Daylight (Atlee Pine, #3)(69)



“We met a while back. Hung out. He’s cool.”

“And why do you have access to the penthouse if you’re not contributing to the cause?” said Pine. “It didn’t strike me as a freebie sort of place. What’s the price of admission?”

Sands shrugged and stared down at his coffee.

“You can understand our skepticism that you’re clean, Jeff, right?” said Puller. “Do you know who owns that penthouse?”

“No.”

“Who told you about it? Who said you could go there?”

“Some guys. I forget their names.”

“I doubt they’ll forget yours. Well, I think we’re done here, Jeff. Have a nice life, however short it might be.”

Puller rose, and Pine did likewise. Sands looked up at them.

“You’re just going to leave me here by myself?”

Puller looked at Pine and then said, “You said you’re clean, we have no grounds to hold you. What do you expect us to do? You said before you had someplace to go. So go.”

They moved toward the door.

“Look, hey, guys.”

They turned back.

A pale Sands, the jauntiness struck clean from him, rose and joined them. “I don’t want to die, okay?”

“So what do you do about it?” said Pine. “Because the only way we can help you is if you help us. You’re a college boy. You’re smart enough to grasp that concept.”
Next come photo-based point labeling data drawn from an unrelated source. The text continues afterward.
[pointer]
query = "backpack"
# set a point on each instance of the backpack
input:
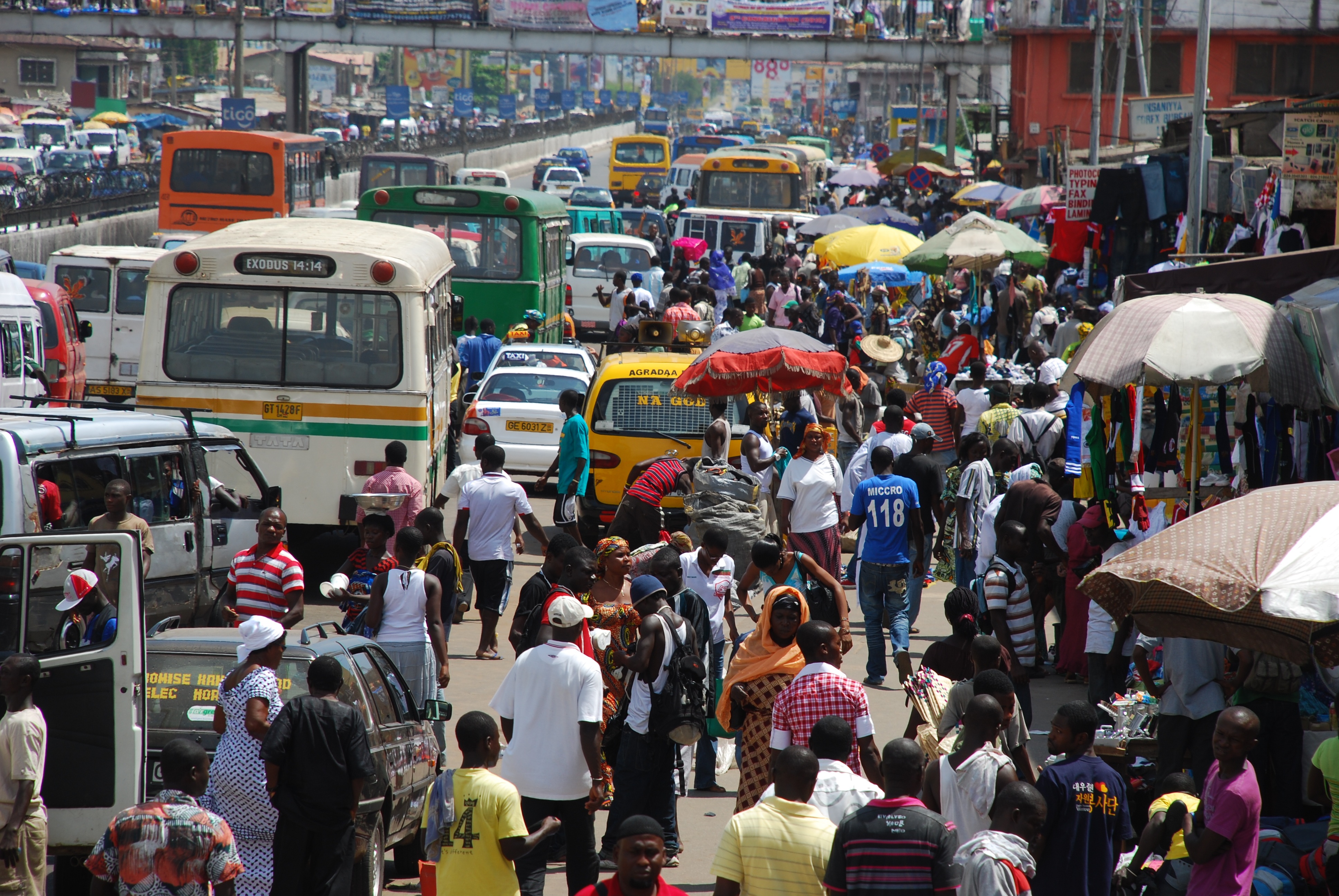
(680, 710)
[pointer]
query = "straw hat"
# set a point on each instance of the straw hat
(881, 349)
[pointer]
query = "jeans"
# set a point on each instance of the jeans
(915, 585)
(579, 828)
(706, 775)
(883, 587)
(643, 785)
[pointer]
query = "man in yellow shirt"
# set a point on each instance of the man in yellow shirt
(482, 831)
(783, 844)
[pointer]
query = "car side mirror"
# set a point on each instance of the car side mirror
(437, 712)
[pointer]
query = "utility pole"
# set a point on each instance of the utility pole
(1124, 50)
(1199, 148)
(1098, 35)
(239, 34)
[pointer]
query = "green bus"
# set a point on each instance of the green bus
(508, 247)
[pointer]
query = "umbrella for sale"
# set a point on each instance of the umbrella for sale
(855, 177)
(883, 274)
(1037, 200)
(975, 243)
(871, 243)
(766, 360)
(827, 224)
(1253, 572)
(985, 193)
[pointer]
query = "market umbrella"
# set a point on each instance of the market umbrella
(869, 243)
(883, 274)
(1037, 200)
(977, 243)
(1198, 339)
(1251, 572)
(855, 177)
(827, 224)
(985, 193)
(766, 360)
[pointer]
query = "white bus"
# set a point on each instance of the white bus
(319, 342)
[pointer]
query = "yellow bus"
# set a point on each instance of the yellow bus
(631, 159)
(749, 180)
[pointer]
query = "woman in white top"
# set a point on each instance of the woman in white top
(808, 503)
(405, 610)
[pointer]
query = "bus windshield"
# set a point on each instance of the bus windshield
(211, 170)
(750, 191)
(484, 247)
(639, 153)
(291, 337)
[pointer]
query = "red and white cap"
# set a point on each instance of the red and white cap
(78, 586)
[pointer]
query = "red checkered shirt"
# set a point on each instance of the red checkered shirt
(820, 690)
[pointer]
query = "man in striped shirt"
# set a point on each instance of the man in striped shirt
(638, 519)
(1010, 605)
(266, 580)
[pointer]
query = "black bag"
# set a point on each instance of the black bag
(680, 710)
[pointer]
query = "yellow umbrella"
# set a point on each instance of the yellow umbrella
(874, 243)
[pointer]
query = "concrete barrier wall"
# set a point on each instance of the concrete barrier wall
(135, 228)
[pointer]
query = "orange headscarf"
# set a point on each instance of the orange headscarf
(760, 655)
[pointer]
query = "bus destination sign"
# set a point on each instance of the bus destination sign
(286, 266)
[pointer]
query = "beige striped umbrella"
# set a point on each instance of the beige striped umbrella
(1198, 339)
(1255, 572)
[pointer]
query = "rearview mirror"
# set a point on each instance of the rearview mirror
(437, 712)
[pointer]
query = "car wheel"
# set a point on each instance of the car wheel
(370, 871)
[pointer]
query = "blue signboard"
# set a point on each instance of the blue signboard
(464, 101)
(239, 114)
(397, 101)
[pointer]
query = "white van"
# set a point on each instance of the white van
(21, 343)
(108, 286)
(592, 262)
(481, 177)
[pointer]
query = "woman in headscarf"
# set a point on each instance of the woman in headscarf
(247, 705)
(610, 598)
(760, 672)
(722, 283)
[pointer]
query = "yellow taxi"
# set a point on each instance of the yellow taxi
(632, 417)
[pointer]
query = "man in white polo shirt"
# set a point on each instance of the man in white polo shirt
(489, 508)
(551, 705)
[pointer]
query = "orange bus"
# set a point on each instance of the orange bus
(212, 179)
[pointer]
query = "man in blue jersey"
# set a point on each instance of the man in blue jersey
(888, 507)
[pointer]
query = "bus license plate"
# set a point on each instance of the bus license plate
(108, 389)
(529, 427)
(282, 412)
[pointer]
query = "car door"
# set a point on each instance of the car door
(90, 696)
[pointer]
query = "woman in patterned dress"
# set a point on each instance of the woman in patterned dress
(248, 702)
(760, 672)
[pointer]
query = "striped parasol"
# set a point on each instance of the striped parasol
(1251, 572)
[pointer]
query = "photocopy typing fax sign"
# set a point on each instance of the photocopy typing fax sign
(1151, 114)
(1080, 187)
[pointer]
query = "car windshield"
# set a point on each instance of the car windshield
(535, 388)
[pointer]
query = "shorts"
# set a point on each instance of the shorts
(492, 585)
(565, 511)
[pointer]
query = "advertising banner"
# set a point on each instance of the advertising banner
(1310, 141)
(1151, 114)
(773, 17)
(690, 15)
(1080, 187)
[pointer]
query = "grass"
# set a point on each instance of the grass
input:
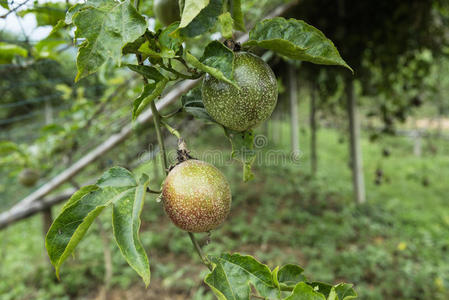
(393, 247)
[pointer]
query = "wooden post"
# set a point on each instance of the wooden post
(293, 95)
(313, 154)
(47, 218)
(417, 143)
(355, 149)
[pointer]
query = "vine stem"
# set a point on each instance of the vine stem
(171, 129)
(198, 249)
(160, 140)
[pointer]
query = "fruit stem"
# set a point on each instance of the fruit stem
(171, 129)
(198, 249)
(160, 140)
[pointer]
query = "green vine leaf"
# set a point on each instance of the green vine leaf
(149, 72)
(243, 150)
(117, 187)
(126, 224)
(191, 9)
(205, 20)
(295, 39)
(165, 46)
(133, 47)
(107, 26)
(239, 277)
(237, 15)
(4, 4)
(217, 60)
(303, 291)
(9, 51)
(192, 103)
(233, 274)
(150, 92)
(341, 291)
(289, 275)
(226, 24)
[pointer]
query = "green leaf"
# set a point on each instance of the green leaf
(126, 224)
(302, 291)
(341, 291)
(148, 72)
(191, 9)
(167, 41)
(226, 23)
(150, 92)
(345, 291)
(237, 14)
(8, 148)
(204, 21)
(243, 150)
(217, 60)
(116, 187)
(46, 14)
(9, 51)
(72, 223)
(323, 288)
(4, 4)
(192, 103)
(133, 47)
(233, 274)
(295, 39)
(289, 275)
(107, 26)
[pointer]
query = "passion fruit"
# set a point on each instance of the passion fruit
(196, 196)
(247, 107)
(166, 11)
(28, 177)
Sands glanced nervously around. A few of the customers were staring at him. “Can we go somewhere and talk about this? Maybe we can figure something out.”

“Sure,” said Puller as he laid some cash down for their coffees. He gripped Sands by the arm and nodded at Pine. “Check the back. We can’t take any chances with him.”
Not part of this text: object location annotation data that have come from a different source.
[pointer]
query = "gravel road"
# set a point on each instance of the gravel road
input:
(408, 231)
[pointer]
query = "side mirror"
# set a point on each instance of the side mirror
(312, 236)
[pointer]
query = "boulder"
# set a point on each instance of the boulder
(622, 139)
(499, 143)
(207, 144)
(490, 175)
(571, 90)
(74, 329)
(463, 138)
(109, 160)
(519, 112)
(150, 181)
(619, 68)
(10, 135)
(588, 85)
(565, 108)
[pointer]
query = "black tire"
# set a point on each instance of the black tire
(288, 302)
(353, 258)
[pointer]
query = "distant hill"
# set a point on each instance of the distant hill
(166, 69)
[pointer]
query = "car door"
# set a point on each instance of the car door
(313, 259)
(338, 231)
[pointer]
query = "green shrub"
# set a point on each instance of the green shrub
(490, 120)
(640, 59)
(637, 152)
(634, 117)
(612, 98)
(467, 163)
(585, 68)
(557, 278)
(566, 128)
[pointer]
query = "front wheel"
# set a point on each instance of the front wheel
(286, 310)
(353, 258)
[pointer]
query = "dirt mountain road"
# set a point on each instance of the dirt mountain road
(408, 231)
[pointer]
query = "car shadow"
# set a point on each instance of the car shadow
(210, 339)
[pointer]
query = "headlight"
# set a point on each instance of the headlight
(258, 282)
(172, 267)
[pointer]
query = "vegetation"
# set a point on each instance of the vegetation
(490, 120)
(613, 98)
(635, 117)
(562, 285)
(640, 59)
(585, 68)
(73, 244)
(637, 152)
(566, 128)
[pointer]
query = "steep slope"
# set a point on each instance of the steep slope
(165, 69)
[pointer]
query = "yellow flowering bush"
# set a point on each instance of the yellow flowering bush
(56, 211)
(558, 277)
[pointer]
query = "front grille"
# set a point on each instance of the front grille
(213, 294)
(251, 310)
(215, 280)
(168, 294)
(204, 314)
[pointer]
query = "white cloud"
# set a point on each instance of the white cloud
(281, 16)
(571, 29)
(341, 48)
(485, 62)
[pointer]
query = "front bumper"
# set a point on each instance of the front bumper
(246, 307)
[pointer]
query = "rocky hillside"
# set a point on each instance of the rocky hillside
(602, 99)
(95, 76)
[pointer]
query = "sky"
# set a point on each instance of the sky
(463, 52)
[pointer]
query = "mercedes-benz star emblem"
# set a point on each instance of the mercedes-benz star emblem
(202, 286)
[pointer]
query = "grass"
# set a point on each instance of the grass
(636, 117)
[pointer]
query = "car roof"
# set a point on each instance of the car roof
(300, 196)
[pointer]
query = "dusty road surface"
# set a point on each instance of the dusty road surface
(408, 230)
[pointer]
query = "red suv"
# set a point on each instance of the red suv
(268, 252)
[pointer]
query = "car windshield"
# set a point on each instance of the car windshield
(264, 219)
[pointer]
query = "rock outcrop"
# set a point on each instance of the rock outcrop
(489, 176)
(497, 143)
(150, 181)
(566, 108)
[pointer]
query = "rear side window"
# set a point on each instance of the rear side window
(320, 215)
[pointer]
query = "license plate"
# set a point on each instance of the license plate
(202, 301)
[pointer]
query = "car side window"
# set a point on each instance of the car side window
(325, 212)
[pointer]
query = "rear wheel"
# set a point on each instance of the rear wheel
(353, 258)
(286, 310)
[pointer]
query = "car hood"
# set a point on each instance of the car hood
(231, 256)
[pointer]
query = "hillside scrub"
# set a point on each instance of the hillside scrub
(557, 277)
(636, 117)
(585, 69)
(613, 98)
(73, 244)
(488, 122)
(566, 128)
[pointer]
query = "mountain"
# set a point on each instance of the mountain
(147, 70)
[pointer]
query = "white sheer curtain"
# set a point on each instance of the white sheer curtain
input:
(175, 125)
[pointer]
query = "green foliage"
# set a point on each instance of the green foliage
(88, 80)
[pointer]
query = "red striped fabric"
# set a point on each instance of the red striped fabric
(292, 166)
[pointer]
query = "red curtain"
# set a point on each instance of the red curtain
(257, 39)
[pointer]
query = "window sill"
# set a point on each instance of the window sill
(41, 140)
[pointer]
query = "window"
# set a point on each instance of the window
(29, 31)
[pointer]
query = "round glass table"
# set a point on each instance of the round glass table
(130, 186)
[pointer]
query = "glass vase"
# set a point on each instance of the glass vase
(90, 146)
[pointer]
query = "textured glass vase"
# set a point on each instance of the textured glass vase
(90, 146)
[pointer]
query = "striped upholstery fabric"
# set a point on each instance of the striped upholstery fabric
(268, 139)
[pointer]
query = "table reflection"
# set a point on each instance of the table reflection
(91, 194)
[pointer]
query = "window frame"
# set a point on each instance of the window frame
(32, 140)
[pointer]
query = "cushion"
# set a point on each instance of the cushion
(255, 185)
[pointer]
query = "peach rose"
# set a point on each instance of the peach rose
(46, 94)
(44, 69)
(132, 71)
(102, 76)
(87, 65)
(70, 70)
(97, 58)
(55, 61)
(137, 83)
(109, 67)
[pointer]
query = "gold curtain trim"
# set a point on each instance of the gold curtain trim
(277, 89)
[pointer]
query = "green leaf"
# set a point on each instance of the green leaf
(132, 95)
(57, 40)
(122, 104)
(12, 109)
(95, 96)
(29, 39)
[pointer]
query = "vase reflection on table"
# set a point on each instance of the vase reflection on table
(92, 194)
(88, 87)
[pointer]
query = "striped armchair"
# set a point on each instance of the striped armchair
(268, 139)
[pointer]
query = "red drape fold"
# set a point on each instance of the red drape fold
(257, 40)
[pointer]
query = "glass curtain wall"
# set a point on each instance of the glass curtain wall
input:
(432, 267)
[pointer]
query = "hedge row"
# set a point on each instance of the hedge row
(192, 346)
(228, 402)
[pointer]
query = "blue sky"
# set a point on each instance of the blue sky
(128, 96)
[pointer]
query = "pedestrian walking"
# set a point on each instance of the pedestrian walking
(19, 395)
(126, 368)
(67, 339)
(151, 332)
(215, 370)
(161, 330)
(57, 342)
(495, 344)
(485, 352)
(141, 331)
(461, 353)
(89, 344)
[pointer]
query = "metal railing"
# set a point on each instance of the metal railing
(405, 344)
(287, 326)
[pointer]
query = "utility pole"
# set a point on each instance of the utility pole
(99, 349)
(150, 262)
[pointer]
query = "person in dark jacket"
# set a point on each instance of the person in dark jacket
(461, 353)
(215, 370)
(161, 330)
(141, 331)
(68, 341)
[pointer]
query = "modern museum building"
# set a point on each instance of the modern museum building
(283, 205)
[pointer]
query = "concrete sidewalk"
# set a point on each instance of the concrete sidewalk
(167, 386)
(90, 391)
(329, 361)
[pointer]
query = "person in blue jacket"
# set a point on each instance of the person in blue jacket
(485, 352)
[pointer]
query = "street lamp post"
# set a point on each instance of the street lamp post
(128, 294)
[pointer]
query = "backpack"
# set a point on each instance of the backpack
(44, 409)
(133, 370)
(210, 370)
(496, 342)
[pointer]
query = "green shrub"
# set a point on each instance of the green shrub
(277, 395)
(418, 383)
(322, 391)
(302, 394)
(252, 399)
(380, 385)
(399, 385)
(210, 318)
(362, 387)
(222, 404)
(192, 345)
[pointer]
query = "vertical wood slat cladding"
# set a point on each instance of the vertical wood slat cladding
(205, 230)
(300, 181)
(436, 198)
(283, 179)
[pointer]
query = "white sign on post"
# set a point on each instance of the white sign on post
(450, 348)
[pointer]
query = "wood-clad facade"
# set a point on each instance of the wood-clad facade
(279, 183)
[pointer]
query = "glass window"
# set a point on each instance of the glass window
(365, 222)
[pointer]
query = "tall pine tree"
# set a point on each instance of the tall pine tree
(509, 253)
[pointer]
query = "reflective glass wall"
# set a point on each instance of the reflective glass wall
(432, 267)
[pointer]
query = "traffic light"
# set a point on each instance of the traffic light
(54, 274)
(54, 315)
Pine cautiously exited out the back door, and did a recon of the area behind the restaurant. Her gaze took in all sectors, sight lines, and hiding places. Satisfied, she crept back to the door and called out, “Clear.”

Puller came out with Sands.

“We can go back to my place,” said Pine.

Sands said, “Where’s that—”

He didn’t finish due to the rifle round slamming into his head. It passed through the back of his skull and plunged right into Puller. Both men dropped to the ground.

“John!” cried out Pine.

Sands was clearly dead.

And it looked like John Puller might be, too.





CHAPTER





44





PINE HAD NEVER LIKED HOSPITALS ever since she nearly died in one as a child back in Georgia. She had been in and out of consciousness in the ambulance that had taken her there. Bright lights, masked people, tubes and lines being inserted in her.
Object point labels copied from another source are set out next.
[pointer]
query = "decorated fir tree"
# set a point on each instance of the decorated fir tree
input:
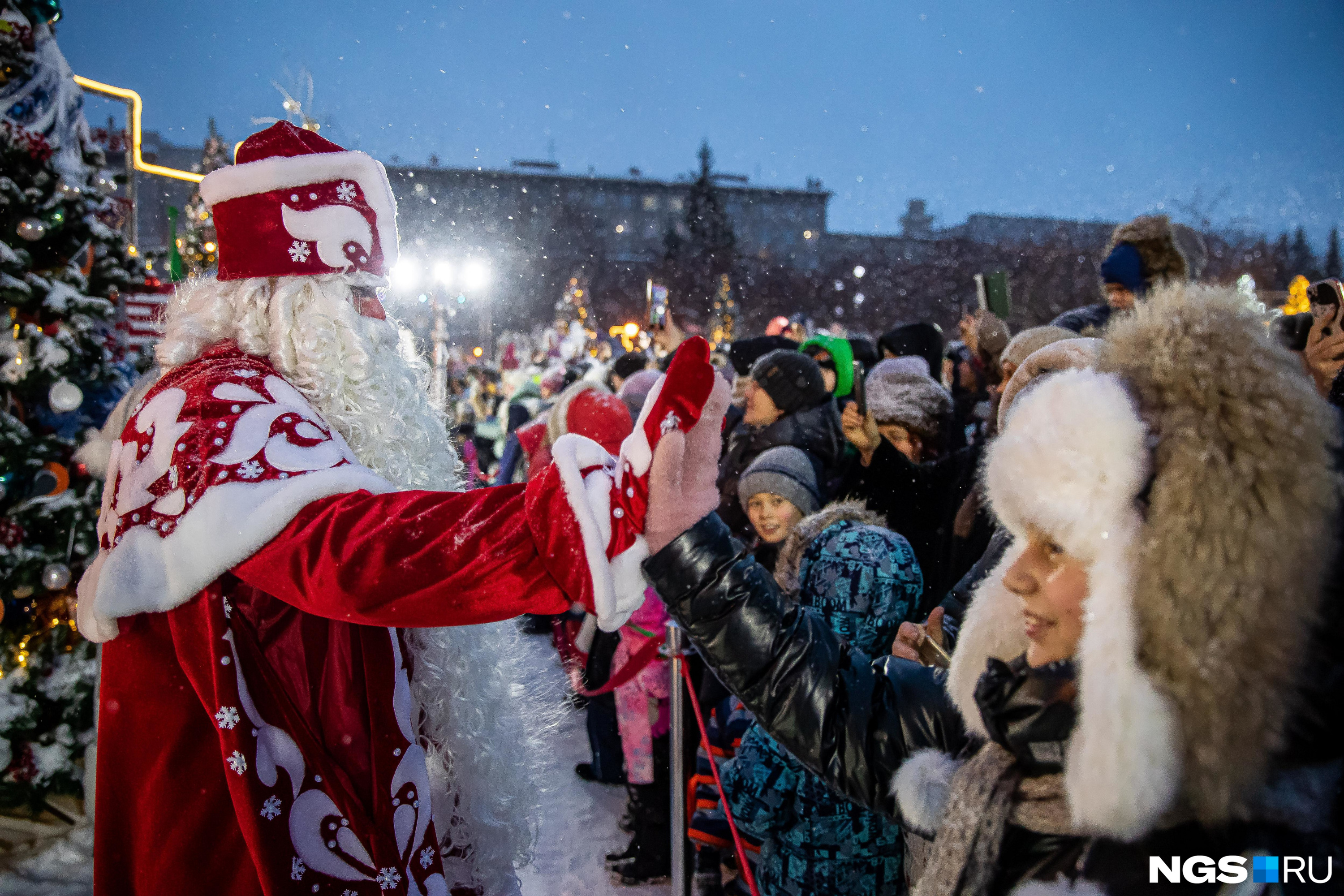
(197, 228)
(62, 264)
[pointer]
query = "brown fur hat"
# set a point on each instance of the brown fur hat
(1191, 473)
(791, 555)
(1155, 241)
(1233, 555)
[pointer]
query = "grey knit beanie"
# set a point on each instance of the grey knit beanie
(914, 402)
(784, 470)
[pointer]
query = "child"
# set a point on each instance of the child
(865, 582)
(777, 491)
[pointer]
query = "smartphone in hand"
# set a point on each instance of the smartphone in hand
(861, 393)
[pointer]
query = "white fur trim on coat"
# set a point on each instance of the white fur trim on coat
(921, 786)
(1060, 887)
(151, 573)
(636, 449)
(281, 172)
(1070, 464)
(617, 583)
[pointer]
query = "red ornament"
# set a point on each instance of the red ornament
(11, 534)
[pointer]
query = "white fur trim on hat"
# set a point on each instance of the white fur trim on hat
(283, 172)
(1070, 464)
(921, 786)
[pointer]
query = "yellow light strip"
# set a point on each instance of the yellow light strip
(136, 104)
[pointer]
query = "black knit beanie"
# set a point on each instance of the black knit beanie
(791, 379)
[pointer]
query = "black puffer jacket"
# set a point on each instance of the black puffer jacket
(855, 720)
(816, 432)
(920, 501)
Her anguished and sobbing mother.

The race down the hallway on the gurney, the white, antiseptic room, strangers hurtling around her, machines beeping, overhead lights like a cluster of suns, so intense they hurt, so she closed her eyes and then there was a prick of something, another something covered her mouth.

Dark.

Then she rose again, like Jesus, or at least her tired mind had remembered this little tidbit from vacation Bible school.

Her mother had been there. Her father. Others. A man with a white coat, a smiling nurse.

She would live, it seemed.

Now she sat in the visitors room at the hospital where the ambulance had taken Puller. She had ridden over with him, every memory of her own frantic ambulance ride coming back to her in waves conjured from thirty years ago.

She held his hand, whispered encouragement into his ear, unsure if he could hear her, whether he was actually conscious. But she had felt him squeeze back, however weakly. And then he was whisked off for emergency surgery.

When Mercy had vanished, six-year-old Pine had prayed every night for her sister’s safe return. She had prayed all the way until the eighth grade. And after that, she had prayed no more.

Until now.

She got down on her knees and pressed the palms of her hands together.

God, this is a good man. A just man. Please, don’t let him die. Please. We need him. I need him. Please save him.

She quickly rose when Blum bustled in. “How is he?”

“Still in surgery. They said they’d come in when they were done and let me know how it went.”

“Have you reached his family?”

“His father has dementia. I left word for his brother at a number I scrounged up. I don’t know if it’s good.”

“Do you know his father and brother?”

“His father is an Army legend and John’s namesake. His brother, Robert, is a lieutenant colonel in the Air Force, a once-in-a-generation talent with computers, according to Puller. I’ve never met either of them.”

“It must have been awful last night.”

“It was . . . pretty awful, yes.”

“Did you see the shooter?”

“No. I covered Puller with my body when he went down. I knew Sands was dead. Half his brain ended up on Puller’s clothes. I fired in the direction of the shot, but they didn’t return fire. By the time the police got there, it was way too late. The shooter was gone.”

“And did Sands tell you anything helpful before he was killed?”